Books, Draft, Fantasy/Roto, Free Agents, Games, Management, Media, Players

Sedition.

While I’m aware my resistance will be frowned up on by the self-proclaimed “gatekeeper” Jason Zillo—Yankees media director with his eye on being Emperor—I’m safe under the protection of my supporters, friends and associates.

Others may not be so lucky.

Rebel against the would-be dictator at your own risk and earn my unending admiration for speaking out against a little nobody who thinks he’s somebody.

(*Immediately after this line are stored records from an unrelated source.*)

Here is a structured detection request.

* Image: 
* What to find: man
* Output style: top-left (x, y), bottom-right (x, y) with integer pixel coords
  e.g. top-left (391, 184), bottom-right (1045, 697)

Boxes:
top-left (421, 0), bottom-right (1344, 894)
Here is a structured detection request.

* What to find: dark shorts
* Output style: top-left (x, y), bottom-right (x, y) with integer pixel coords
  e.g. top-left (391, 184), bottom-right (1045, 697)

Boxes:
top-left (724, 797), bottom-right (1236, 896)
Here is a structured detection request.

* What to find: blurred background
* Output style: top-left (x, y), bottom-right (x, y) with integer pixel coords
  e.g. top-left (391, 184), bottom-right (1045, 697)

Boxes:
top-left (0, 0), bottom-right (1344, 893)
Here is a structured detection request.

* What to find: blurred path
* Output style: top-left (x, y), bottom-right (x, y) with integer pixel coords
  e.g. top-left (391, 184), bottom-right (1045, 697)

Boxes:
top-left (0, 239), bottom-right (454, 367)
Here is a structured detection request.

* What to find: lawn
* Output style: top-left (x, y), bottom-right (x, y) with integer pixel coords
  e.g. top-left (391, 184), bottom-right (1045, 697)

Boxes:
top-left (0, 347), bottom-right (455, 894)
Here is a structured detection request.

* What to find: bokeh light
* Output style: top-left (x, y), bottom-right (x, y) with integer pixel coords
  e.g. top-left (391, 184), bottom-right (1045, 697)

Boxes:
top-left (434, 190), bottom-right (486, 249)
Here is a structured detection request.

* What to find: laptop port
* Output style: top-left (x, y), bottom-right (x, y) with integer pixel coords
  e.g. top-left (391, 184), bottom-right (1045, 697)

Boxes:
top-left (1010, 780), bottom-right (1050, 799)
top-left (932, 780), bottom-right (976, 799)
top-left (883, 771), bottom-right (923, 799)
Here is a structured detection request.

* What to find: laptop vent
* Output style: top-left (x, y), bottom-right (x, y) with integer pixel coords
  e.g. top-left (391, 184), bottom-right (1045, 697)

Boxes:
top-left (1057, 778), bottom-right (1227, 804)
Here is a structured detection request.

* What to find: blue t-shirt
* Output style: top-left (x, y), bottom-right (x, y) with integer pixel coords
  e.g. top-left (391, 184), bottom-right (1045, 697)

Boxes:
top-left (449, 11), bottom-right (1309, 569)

Read my posting from yesterday to understand what I’m talking about as respected writer Michael Sokolove authored a piece involving (but not entirely about) Derek Jeter for the NY Times Magazine and was denied access to the Yankees clubhouse by “Zillo the All-Powerful”.

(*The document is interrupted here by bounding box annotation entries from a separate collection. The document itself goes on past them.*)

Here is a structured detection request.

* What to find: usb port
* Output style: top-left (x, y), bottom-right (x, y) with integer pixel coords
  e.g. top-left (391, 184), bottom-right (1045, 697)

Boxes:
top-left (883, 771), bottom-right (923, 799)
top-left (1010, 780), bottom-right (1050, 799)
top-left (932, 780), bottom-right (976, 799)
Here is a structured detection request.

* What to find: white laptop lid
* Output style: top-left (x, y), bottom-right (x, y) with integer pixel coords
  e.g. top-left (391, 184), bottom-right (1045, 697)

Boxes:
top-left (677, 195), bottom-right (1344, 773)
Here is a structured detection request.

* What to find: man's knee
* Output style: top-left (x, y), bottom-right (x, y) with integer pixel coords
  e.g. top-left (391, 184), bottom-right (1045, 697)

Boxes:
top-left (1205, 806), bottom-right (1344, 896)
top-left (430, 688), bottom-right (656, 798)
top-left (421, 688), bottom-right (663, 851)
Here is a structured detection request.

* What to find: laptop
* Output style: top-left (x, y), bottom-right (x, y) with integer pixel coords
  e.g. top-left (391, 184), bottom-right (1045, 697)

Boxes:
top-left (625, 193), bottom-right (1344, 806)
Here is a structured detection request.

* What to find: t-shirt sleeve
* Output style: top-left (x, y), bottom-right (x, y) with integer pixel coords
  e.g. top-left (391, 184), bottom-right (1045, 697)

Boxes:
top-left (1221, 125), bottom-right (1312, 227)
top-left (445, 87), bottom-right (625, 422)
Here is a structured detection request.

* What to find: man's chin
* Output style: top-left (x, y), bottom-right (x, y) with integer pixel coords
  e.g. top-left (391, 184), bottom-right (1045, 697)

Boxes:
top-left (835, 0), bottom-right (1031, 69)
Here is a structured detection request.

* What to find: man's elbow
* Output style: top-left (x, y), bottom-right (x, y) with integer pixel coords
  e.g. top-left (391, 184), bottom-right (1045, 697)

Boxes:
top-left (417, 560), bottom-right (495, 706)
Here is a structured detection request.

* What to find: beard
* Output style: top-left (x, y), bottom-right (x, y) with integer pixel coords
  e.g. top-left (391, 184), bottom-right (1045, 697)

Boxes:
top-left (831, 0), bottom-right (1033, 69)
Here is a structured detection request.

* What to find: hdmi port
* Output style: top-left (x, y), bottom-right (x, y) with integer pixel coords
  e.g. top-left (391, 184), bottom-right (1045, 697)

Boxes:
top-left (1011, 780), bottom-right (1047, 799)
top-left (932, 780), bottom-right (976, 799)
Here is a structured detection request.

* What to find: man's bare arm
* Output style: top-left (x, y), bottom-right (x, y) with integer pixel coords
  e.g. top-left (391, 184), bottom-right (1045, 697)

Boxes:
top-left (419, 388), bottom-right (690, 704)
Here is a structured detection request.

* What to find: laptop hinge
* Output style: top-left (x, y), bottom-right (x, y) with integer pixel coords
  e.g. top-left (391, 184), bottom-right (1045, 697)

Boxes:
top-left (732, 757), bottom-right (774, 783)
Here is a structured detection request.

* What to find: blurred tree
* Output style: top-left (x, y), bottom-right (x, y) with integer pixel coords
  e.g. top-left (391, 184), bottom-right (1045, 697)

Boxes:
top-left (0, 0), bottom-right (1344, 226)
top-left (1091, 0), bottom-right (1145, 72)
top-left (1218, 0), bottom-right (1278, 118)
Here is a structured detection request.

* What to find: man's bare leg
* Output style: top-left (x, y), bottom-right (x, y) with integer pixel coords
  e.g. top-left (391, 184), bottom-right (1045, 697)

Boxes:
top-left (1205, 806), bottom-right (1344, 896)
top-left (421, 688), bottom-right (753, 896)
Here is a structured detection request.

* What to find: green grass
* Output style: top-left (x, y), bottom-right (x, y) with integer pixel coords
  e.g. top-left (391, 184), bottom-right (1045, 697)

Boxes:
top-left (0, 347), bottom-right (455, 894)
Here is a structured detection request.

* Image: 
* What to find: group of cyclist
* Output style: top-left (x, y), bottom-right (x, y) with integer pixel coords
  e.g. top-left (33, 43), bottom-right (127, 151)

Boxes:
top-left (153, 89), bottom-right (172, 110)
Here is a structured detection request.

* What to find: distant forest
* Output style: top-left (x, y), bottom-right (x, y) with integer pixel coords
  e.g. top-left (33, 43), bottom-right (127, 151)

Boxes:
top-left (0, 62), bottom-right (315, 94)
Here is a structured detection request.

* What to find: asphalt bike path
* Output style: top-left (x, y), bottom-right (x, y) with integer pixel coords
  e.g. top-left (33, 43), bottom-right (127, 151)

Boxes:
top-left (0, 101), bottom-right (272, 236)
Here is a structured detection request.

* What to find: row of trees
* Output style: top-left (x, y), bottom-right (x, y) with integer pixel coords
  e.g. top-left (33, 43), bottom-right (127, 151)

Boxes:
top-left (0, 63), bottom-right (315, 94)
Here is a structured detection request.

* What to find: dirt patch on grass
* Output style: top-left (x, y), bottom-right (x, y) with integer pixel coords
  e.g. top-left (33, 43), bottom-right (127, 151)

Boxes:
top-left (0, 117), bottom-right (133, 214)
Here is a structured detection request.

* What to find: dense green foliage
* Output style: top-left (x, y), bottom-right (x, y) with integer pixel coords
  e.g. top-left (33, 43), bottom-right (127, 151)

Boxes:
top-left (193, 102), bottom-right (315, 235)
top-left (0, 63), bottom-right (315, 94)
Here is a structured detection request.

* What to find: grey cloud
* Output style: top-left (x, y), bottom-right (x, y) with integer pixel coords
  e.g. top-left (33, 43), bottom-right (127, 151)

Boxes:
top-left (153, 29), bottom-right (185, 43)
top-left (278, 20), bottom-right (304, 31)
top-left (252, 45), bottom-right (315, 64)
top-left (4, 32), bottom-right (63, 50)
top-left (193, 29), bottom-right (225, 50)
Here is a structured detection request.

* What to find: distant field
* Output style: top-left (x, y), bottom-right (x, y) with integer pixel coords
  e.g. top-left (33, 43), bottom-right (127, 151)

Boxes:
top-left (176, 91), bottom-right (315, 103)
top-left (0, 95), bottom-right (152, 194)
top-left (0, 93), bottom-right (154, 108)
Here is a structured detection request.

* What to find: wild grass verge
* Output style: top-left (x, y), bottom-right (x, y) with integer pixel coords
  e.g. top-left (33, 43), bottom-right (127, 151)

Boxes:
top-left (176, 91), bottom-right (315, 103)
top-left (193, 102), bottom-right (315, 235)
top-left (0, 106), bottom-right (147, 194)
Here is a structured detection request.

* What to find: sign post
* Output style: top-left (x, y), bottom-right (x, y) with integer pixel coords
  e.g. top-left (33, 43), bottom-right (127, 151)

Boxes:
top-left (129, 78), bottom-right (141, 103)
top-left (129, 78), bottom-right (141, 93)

You don’t need to worry; nor do you need to look over both shoulders for such acts of Yankeeland illegality because Zillo is a nobody who can’t do nothin’.

Don’t tell him because he evidently doesn’t know. Shhhhh.

Hack recognition software.

Joel Sherman’s new profile picture in the NY Post is leading me to wonder if he’s pulling a Whitey Bulger and resorting to facial surgery in trying to avoid detection for safety’s sake if he ever decides to plagiarize me again. (Scroll down to the “Hmmmm…..” bulletpoint on the link.)

Even if he somehow transforms his face into looking like Brad Pitt (or Billy Beane; or Brad Pitt as Billy Beane), I’ll recognize him from his awful, cheap-shot laden baseball “analysis”.

I see you….

Outsources.

Is it possible for “sources” to be accurate once-in-a-while?

The reports of Davey Johnson taking over as manager of the Nationals appear to be true, but there numerous details of his contract status, whether he’ll be there for longer than this season, whether John McLaren will stay on as a coach or follow Jim Riggleman out the door of career-suicide—and we don’t know what’s real since it changes with the wind.

Are there sources? Are writers making this up as they go along? Are they “whispers” of the Mike Francesa adolescent embellishment (non-existent) variety? Are they nuggets dropped into the public sphere to gauge the reaction? Or all of the above?

Defense.

Ryan Ludwick might be the worst outfielder I’ve ever seen—and that’s saying something because I watched Todd Hundley briefly play left field when the Mets wanted to get him and Mike Piazza into the same lineup.

Ludwick runs to where the ball appears to be landing and throws his glove up—facing the wrong way—at least once every time I watch a Padres game.

Needless to say, he doesn’t catch the ball.

The haplessness isn’t nullified even though he doesn’t get an error.

It happened again in the Padres 10-1 loss to the Braves last night and helped open the floodgates to turn a 3-1 deficit into 6-1 in the eighth inning. The Braves scored 4 times in the ninth to make it a blowout.

He doesn’t hit enough to justify being in the lineup every day, let alone batting 4th the majority of the time…except for the Padres, whose offense is atrocious.

Mail.

Norm writes:

As a Jays and occasional Mets fan, I was wondering what you think of the chances of a trade involving David Wright…say wright and pagan for lawrie, thames and aminor league pitcher or 2, or wright straight up for lawrie plus 2 minor league pitchers?

I would trade Wright for Brandon Morrow, Brett Lawrie and Eric Thames.

I dunno what the Blue Jays would want with Angel Pagan.

But the Mets aren’t trading Wright and the Blue Jays aren’t making that trade.